Before you proceed with cold bluing your revolver, you must first clean it. You should also polish it, remove any grease from it, and fully dry it. This priming before the process is essential in ensuring the best result from the cold blue.

Apply and Wait Twelve Hours

Once you apply the cold blue solution, you will have to wait twelve hours. After that, you can scrub all the rust from your revolver, and you will start seeing the effects of the bluing. However, one application of cold blue on a revolver is rarely enough.

Reapply and Repeat

After scrubbing the rust, reapply the cold blue solution and wait another twelve hours. Repeat this step until you get the desired bluing result on your revolver. You can stop once you notice that the revolver has been restored as much as you wanted.

How to Hot Blue a Revolver

Hot bluing is a more complex process, but it is highly effective. This method is recommended for steel and stainless steel revolvers and for those seeking a full restoration with long-lasting effects. Here are the steps to follow.

Clean Your Revolver

You should make sure to fully clean your revolver before you hot blue it. This will prime the gun and make it ready for a great application of the solution. If you are seeking to restore the whole revolver, make sure to polish it and to degrease it before hot bluing.

Apply the Solution

After cleaning the revolver, dip it into the hot blue solution. If you are only using disassembled parts, dip them and make sure they are covered in the solution.

Rinse the Revolver

Once the revolver has been dipped in the solution, it is time to rinse it. Get all of the bluing solution off the revolver before proceeding to the next step, while checking that it has the sheen and finish you were looking to achieve.

Clean the Revolver

After the bluing is finished, you should clean the revolver once more. This will also serve to buff the revolver and make the hot bluing effect even more apparent.

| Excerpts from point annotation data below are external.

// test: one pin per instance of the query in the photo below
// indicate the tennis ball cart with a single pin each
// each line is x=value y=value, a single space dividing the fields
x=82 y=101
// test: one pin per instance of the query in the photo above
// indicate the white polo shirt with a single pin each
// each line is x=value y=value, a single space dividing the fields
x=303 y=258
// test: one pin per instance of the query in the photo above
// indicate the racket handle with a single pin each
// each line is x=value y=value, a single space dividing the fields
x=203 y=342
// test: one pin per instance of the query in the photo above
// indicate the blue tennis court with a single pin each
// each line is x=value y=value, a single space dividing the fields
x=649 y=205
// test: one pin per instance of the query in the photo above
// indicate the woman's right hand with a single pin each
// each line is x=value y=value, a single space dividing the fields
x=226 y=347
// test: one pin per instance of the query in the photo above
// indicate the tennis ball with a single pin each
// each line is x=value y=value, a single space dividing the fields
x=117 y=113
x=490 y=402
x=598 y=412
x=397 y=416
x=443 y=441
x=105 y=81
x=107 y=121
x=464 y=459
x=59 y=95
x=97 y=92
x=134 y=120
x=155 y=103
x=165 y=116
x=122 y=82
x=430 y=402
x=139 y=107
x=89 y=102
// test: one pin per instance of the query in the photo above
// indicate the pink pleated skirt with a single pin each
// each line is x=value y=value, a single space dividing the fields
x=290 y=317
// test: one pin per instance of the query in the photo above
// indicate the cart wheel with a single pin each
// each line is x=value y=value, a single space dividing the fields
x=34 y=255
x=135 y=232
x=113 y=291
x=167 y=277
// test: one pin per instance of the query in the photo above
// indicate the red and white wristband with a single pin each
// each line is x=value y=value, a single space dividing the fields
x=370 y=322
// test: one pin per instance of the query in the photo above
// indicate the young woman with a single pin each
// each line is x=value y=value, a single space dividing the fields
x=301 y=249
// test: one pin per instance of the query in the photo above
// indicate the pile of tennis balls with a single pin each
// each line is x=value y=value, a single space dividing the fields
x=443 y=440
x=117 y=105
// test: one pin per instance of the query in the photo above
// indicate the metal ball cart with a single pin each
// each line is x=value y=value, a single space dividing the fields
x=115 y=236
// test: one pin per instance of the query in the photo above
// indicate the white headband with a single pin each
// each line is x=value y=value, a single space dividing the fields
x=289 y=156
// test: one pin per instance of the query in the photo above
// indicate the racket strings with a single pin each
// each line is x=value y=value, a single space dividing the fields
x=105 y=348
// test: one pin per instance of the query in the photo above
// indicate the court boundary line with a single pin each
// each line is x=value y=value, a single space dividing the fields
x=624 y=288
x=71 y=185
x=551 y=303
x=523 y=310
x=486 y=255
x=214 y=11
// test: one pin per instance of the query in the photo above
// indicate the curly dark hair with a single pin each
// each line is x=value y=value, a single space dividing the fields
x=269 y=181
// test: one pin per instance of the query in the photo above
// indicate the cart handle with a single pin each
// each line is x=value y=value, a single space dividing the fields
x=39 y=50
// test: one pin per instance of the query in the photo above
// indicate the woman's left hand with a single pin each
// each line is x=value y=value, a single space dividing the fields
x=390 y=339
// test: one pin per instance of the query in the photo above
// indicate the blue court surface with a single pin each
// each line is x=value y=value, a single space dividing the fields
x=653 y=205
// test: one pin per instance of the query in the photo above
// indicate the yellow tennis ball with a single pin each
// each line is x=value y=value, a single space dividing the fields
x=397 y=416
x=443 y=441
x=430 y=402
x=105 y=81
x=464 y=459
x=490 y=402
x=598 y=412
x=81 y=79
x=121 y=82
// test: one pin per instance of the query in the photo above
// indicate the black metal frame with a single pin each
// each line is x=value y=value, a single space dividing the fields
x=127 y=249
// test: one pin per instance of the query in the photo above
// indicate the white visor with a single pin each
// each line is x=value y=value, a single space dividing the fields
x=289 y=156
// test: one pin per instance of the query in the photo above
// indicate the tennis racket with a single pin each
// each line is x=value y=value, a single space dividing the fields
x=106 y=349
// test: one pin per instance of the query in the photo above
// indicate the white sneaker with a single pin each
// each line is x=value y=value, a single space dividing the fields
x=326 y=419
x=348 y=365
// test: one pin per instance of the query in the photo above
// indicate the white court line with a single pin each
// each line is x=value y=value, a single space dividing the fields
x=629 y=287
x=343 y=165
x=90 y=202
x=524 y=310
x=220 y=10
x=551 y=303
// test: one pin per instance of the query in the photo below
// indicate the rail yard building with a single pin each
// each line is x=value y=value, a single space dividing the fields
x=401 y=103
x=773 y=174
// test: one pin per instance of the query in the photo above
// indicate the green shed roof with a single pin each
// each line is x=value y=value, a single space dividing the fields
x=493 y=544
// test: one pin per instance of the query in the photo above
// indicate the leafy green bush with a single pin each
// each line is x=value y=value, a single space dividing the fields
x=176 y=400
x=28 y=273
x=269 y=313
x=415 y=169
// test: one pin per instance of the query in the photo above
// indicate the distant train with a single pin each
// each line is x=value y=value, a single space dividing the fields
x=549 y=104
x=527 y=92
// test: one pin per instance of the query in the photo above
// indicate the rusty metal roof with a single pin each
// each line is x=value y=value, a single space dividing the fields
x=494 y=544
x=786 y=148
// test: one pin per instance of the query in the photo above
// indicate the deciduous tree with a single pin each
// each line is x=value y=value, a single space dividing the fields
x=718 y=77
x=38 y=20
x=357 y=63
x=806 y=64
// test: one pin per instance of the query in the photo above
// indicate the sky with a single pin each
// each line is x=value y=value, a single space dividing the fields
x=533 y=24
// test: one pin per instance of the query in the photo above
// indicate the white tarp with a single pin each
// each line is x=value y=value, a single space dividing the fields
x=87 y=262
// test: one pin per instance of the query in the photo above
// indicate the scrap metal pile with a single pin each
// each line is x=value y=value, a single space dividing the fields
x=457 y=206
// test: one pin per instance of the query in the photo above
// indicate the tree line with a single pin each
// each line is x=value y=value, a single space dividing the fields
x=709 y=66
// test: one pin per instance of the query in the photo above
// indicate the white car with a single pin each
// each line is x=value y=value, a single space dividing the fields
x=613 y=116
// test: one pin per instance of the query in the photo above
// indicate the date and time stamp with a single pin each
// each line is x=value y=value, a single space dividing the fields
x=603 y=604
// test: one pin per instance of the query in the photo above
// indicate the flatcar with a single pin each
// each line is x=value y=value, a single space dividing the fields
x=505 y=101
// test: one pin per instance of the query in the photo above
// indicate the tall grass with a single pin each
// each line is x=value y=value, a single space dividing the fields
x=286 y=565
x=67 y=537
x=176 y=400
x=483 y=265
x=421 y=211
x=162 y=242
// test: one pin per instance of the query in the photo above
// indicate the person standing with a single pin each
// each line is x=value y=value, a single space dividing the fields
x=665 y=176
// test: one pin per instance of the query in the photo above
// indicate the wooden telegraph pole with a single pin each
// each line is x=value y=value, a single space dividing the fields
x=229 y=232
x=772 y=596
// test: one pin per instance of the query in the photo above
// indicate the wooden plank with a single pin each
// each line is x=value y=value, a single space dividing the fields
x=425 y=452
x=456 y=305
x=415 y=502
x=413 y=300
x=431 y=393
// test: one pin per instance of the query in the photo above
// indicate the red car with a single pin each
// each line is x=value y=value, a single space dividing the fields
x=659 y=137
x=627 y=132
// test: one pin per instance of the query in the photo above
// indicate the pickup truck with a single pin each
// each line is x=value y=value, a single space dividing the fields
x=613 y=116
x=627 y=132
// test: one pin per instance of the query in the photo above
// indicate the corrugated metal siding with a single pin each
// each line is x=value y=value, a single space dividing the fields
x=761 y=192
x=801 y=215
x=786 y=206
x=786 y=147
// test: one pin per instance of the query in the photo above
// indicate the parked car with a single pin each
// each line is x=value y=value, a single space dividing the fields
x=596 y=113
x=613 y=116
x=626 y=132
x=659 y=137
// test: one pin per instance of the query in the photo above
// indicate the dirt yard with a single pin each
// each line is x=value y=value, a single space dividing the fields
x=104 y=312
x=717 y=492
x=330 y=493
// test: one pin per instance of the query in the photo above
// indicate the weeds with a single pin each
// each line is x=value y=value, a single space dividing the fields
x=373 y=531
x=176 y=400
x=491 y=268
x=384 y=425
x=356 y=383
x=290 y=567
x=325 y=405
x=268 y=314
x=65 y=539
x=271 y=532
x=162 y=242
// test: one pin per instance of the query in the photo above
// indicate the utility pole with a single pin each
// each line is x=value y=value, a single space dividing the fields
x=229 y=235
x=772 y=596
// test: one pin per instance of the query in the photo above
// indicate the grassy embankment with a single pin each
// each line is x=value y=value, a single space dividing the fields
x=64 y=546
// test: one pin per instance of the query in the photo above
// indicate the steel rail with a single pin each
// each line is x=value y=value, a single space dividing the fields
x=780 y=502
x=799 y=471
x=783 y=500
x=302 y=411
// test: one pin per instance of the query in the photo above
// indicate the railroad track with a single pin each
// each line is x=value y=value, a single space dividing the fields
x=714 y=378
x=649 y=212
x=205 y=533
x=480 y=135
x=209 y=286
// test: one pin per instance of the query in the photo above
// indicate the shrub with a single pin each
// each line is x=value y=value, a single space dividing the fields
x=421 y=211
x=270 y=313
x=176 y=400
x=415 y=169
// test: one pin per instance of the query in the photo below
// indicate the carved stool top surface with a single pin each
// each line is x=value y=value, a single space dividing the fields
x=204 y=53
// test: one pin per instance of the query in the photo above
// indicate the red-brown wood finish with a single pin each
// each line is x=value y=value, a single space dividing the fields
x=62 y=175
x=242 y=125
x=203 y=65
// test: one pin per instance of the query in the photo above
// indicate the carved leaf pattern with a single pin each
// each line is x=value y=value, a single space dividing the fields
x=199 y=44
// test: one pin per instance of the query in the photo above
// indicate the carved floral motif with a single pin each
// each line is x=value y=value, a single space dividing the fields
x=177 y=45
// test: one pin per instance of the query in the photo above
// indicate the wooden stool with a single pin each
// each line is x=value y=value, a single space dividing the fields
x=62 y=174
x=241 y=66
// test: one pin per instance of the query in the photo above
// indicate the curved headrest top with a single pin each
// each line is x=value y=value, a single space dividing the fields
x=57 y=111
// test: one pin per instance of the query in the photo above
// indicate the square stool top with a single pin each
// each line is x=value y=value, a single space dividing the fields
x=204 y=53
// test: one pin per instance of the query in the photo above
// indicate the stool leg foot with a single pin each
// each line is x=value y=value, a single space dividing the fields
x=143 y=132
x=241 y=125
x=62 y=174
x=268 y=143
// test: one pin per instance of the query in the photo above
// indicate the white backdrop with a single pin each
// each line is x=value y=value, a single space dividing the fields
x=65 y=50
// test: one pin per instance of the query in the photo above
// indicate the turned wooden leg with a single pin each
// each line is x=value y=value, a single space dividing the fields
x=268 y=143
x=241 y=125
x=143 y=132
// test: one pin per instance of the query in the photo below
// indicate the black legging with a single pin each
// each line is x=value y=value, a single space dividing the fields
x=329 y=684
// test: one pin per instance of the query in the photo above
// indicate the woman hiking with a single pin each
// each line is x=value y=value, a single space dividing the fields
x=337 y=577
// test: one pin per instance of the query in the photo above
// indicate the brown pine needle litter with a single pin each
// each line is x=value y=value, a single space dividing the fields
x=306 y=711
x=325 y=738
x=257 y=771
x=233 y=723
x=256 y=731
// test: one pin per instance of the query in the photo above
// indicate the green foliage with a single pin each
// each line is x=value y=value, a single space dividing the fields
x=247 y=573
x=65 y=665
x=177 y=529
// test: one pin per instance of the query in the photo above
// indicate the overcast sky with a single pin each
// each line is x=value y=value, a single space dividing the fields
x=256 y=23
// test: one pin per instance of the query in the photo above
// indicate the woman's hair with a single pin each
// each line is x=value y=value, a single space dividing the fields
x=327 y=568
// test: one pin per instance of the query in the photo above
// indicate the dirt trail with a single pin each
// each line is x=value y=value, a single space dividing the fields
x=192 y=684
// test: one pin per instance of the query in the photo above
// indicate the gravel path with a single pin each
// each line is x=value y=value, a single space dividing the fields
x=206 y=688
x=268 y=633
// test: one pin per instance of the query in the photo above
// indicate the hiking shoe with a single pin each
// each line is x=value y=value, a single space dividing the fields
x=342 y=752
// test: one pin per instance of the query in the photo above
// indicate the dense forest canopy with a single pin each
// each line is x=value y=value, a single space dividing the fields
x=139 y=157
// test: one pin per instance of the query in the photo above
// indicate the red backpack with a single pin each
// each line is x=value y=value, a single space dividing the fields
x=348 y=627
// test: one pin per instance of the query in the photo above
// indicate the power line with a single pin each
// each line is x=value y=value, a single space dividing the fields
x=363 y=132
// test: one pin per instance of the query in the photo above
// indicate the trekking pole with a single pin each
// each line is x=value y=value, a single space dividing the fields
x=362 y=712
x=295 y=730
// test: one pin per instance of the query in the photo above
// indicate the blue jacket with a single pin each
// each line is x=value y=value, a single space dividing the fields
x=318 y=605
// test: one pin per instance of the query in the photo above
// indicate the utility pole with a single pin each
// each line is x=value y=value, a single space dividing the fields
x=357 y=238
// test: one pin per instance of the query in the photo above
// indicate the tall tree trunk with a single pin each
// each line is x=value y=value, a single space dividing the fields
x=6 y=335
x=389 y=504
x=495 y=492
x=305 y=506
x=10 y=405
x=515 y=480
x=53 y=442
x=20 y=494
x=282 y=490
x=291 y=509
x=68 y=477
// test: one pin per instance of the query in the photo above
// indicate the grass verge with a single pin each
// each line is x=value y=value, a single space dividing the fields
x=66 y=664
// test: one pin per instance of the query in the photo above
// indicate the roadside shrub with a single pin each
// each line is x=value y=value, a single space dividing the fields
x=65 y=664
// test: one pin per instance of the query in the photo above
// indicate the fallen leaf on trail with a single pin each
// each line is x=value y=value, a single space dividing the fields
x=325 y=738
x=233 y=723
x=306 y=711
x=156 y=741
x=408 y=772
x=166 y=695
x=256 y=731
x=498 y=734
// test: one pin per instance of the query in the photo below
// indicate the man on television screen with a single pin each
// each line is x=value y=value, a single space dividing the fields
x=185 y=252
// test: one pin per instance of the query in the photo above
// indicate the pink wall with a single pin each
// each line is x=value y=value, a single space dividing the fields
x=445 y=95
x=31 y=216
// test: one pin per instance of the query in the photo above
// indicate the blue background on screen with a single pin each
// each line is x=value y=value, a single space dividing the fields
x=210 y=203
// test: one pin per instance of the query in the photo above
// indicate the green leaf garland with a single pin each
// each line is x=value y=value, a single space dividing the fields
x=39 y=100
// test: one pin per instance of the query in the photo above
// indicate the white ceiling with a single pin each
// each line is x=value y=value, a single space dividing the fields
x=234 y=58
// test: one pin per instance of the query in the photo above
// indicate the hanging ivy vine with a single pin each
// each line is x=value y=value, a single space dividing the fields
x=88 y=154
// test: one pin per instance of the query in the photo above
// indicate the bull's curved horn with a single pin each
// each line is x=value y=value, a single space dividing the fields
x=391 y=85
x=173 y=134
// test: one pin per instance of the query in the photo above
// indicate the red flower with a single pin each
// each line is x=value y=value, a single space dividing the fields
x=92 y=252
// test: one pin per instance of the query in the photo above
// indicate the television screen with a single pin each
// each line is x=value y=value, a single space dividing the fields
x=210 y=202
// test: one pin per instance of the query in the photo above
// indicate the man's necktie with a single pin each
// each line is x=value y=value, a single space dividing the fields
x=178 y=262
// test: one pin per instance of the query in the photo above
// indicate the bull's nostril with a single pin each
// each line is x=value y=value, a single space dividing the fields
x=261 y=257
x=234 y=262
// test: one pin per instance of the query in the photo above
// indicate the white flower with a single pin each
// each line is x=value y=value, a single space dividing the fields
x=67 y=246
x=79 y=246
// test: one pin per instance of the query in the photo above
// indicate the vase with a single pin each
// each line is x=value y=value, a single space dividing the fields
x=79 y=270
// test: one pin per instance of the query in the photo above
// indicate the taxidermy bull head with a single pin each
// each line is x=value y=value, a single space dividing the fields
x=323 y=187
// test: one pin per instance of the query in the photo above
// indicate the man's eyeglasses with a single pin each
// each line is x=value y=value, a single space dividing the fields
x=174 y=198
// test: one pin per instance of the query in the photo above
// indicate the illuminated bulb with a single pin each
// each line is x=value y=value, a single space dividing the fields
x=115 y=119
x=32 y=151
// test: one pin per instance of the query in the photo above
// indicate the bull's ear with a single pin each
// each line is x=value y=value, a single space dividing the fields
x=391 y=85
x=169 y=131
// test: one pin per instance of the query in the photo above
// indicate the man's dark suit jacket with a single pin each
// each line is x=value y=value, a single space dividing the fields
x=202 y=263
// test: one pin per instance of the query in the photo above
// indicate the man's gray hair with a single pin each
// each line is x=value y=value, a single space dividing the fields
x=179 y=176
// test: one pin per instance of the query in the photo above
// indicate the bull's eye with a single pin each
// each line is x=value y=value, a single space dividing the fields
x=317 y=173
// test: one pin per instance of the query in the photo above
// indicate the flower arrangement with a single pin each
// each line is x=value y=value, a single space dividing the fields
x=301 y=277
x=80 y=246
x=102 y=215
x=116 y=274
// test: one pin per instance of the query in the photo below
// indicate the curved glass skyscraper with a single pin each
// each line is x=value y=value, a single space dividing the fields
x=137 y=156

Can You Take Bluing Off a Gun?

After bluing a gun, you may not like the final effect you achieve. You may also get bored of this new look and decide to revert to the original. In this case, you might stop to wonder how to take the bluing off a gun.

The easiest method to take bluing off a gun is to soak the blued pieces in white vinegar. You should make sure the parts are fully submerged, then let them rest in the white vinegar for about half an hour.

After half an hour, you should notice that the vinegar has turned orange and that the bluing is coming off the gun parts. If the gun still has blue on it, keep it submerged a little longer, making sure to check on it every few minutes.

I use either Brownells, Palmetto State Armory, or Optics Planet to buy parts, that way I always know what I’m getting and that it will actually show up.


To blue a revolver the right way, there are a few straightforward steps to follow. The most popular bluing methods involve easy and quick steps once you know what the process entails and how to go about it.